Ben Carpenter gibt dem Tier die Zügel frei. Er versucht nicht mehr, es zu lenken, sondern wird im Sattel völlig passiv. Er ist sicher, dass sein Verhalten vom Tier instinktiv gespürt wird.
Vielleicht übernimmt es nun die Führung.
Es ist ihre einzige Chance. Nur der Instinkt dieses Tieres kann sie jetzt noch an einen geschützten Ort führen.
Aber wenn es in der Nähe oder in der nächsten halben Stunde so etwas nicht gibt, sind sie am Ende.
Immer wieder streift er den Schnee von sich und seinem Pferd. Und immer mühsamer kommt hinter ihm der Wagen vorwärts. Der Schnee reicht bald bis zu den Radnaben, und der Wagenboden schleift nun durch den Schnee wie ein Schlitten, drückt den Schnee zusammen oder schiebt ihn weg wie ein plumpes Boot das Wasser.
Er hält an und ruft dann Orson Latimer und Joseph Clumfield zu, die ja beritten sind wie er: »Bindet eure Lassos am Ring an der Deichselspitze an, und helft den Wagenpferden mit ziehen!«
Seine Stimme ist ohne Schall und Kraft, obwohl er sehr laut ruft. Der dichte Schneefall dämpft alles. Er wird jedoch verstanden. Clumfield und Latimer gehorchen. Schon nach einer Minute ziehen sie weiter. Nun geht es mit dem Wagen etwas besser.

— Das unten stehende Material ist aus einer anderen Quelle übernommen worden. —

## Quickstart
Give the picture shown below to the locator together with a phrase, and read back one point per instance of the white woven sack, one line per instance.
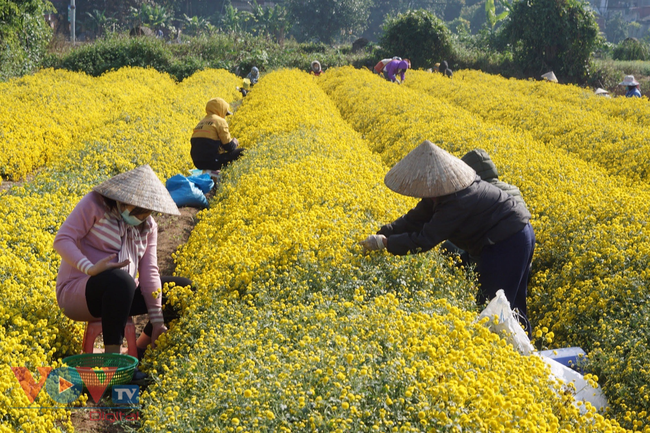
(507, 325)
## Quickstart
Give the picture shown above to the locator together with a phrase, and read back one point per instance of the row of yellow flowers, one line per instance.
(293, 329)
(609, 133)
(147, 120)
(590, 267)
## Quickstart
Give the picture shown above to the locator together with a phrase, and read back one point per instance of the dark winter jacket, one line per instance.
(480, 161)
(472, 218)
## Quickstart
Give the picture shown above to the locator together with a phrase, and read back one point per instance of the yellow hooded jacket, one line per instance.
(214, 125)
(211, 138)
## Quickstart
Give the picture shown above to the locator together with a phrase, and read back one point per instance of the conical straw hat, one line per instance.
(429, 171)
(139, 187)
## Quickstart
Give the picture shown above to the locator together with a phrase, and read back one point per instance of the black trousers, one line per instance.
(221, 161)
(113, 296)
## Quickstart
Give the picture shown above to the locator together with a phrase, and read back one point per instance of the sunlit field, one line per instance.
(292, 326)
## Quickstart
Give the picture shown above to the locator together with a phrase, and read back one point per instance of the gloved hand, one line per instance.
(373, 242)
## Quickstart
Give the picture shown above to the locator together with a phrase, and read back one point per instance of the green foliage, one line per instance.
(616, 28)
(234, 53)
(273, 22)
(419, 36)
(233, 20)
(197, 26)
(99, 22)
(329, 20)
(109, 54)
(24, 36)
(153, 16)
(631, 49)
(491, 15)
(563, 41)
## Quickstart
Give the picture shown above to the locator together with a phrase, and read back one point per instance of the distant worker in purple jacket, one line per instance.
(395, 67)
(473, 214)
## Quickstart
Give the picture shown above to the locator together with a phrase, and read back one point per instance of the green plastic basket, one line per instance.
(85, 364)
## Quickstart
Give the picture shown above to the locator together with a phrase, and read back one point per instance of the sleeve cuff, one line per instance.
(84, 265)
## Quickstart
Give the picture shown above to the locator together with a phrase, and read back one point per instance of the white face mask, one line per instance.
(130, 219)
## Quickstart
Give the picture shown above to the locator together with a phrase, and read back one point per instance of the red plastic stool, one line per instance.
(94, 328)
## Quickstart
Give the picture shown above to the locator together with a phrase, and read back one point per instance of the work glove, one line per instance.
(373, 242)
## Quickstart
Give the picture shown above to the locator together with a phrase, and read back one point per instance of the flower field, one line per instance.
(141, 117)
(292, 327)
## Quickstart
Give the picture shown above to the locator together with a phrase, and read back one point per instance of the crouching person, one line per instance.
(212, 146)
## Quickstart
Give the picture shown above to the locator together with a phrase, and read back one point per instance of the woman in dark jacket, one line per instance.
(473, 214)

Carpenter lässt dem grauen Wallach, auf dem er sitzt, wieder alle Freiheit.
☆☆☆
Sie haben längst das Gefühl für Zeit, Raum und Richtung verloren, als sie irgendwann begreifen, dass der Schnee, durch den sie ziehen, nicht mehr ganz so hoch ist wie kurz zuvor. Auch scheinen die Flocken nicht ganz so dicht zu fallen.